Painting on a bedspread: Find from 19th century to go on display
Perry Palmer, a docent at Pownalborough Court House in Dresden, was between tours one summer day in 2012 when she decided to check out the attic.
Electricity had just been added to the highest room of that 1761 building. Until then, the only way to navigate it was by flashlight, Palmer said.
While up there, the Brunswick woman spotted a woven bedspread, or coverlet, on a framework for stretching canvas.
“I walked around to the front of it and I saw this amazing mid-Victorian oil painting of two small children.”
She pegged its era from the painting style and the subjects' clothes and hairstyles.
“I was just blown away,” Palmer said. “I wanted to know who these kids were.”
The two turned out to be Alice Hooper and her younger brother Harrie Hooper, descendants of Samuel Goodwin. Generations of the landowner's family lived at the one-time court house, tavern and post office. They later kept it as a summer home until the Lincoln County Historical Association acquired it in 1954, Palmer said.
The circa-1850 painting's subjects are only one of its ties to the building and the family. The artist, Henry Cheever Pratt, a well-known oil painter in his time, was the children's uncle by marriage, Palmer continued.
The children's mother, Rebecca Johnson Hooper, was the older sister of Pratt's wife, Sarah Johnson Pratt.
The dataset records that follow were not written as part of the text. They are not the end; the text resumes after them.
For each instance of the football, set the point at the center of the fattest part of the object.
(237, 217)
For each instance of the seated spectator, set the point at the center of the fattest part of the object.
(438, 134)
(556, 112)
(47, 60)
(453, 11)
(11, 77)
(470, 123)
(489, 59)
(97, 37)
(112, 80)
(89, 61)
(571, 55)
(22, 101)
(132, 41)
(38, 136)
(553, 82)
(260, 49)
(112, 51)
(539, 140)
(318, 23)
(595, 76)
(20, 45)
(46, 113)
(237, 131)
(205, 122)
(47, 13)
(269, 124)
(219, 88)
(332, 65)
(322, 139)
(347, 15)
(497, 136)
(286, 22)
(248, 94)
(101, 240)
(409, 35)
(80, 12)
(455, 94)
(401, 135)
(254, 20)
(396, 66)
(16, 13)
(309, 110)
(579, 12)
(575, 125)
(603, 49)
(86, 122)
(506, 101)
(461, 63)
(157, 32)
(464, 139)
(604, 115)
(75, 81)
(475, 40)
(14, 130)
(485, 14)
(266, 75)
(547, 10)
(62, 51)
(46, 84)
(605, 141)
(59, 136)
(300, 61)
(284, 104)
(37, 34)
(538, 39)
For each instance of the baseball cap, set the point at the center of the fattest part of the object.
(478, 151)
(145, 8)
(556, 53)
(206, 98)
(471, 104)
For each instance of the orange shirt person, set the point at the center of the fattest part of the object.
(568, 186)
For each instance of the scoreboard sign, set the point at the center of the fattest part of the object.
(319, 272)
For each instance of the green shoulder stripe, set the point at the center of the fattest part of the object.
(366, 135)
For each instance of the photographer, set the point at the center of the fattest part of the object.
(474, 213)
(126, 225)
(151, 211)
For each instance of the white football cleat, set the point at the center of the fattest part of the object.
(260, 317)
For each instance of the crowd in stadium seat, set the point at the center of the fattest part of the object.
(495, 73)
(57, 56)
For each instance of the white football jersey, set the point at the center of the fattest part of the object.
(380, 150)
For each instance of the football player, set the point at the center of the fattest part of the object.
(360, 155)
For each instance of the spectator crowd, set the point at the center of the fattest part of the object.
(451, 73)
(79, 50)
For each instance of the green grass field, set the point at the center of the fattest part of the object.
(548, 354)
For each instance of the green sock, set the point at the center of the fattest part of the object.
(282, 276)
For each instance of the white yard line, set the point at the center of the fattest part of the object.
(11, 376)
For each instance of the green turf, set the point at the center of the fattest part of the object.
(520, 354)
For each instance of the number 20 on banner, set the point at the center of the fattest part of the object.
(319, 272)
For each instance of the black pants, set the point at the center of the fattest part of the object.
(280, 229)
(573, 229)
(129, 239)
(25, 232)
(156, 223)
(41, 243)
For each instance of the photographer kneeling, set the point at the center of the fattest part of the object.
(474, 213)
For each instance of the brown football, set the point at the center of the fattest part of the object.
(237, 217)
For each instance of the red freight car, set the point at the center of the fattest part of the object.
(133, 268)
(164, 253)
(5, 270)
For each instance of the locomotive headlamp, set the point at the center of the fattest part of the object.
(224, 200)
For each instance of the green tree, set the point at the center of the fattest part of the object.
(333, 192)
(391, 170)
It's not known why Henry Cheever Pratt painted the work on a coverlet; he may not have had a big enough canvas with him, Palmer said.
“In Dresden, Maine, in 1850, where are you going to go to get artist's canvas?”
Palmer suspects the coverlet is linen because it’s smooth, and very tightly woven. The fabric should be determined when the painting gets cleaned, examined for loose paint, and otherwise conserved, she said.
But first the painting will be featured at the association's June 28 and 29 symposium on textiles, “Keeping Warm in 18th Century Maine.” Then it will go on exhibit at the court house, beginning in July, Palmer said.
The conservation work will come after the 2014 season; no further plans have been made regarding the painting, she said.
“We're not there yet.”
How significant is the piece, among all the items the association has? “That's a very open question, because it's a weird thing in the first place. It's not normal.
“And we're not an art museum, but he's (Pratt) part of the family.”